Eventually, Geoff Langdale jumped in with the perfect answer. The perfect instruction exists. An instruction that extracts the most significant off our 8 x 32 bits lanes and returns a single byte. The instruction is called VMOVMSKPS
. I could not find it because it is presented as a floating point instruction to extract the sign of a bunch of 32-bits floats.

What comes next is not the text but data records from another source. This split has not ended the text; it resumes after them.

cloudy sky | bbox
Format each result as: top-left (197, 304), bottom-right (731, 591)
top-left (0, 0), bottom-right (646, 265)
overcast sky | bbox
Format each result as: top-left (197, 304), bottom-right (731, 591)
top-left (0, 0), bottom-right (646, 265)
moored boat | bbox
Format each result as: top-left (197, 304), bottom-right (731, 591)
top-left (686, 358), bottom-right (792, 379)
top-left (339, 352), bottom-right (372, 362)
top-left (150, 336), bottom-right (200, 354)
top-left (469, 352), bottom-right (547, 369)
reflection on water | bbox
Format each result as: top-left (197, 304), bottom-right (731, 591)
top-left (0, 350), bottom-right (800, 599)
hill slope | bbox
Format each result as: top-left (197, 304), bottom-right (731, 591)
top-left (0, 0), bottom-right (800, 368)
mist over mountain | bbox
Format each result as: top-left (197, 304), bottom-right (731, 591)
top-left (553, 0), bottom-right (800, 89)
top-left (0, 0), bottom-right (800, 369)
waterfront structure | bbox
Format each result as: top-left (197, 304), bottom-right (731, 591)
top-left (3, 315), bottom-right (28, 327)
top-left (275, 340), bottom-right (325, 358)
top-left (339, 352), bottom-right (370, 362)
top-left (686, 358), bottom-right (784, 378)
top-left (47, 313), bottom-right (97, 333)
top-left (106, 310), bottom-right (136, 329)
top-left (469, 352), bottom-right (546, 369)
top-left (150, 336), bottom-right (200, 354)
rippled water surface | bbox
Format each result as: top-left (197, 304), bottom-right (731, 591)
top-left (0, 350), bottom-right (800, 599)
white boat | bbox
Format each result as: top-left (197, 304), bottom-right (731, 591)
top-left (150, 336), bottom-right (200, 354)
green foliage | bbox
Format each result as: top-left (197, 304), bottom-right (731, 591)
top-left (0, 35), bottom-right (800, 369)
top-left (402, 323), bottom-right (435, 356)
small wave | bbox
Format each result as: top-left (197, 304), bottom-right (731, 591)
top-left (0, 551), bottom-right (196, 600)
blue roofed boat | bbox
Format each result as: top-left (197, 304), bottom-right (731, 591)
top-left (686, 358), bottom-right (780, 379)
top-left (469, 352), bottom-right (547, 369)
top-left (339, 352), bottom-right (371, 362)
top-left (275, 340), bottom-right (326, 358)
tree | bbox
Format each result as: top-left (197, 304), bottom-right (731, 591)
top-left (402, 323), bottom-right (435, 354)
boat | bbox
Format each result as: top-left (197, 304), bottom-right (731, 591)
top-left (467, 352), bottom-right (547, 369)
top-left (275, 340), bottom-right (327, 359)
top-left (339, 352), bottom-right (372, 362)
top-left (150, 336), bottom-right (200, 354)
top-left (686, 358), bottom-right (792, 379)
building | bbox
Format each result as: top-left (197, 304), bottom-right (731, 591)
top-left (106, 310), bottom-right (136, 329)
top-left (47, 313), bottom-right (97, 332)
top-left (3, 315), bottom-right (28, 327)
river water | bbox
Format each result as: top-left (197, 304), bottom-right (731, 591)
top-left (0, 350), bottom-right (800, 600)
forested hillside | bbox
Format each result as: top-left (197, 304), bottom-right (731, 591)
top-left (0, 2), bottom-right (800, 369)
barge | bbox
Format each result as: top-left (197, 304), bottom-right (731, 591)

Of course, I had not thought of looking into the float intrinsics!
Big shoutout to Geoff. If you read this far, you should probably have a look at his amazing crafty blog in which he discusses CPU optimization and SIMD programming.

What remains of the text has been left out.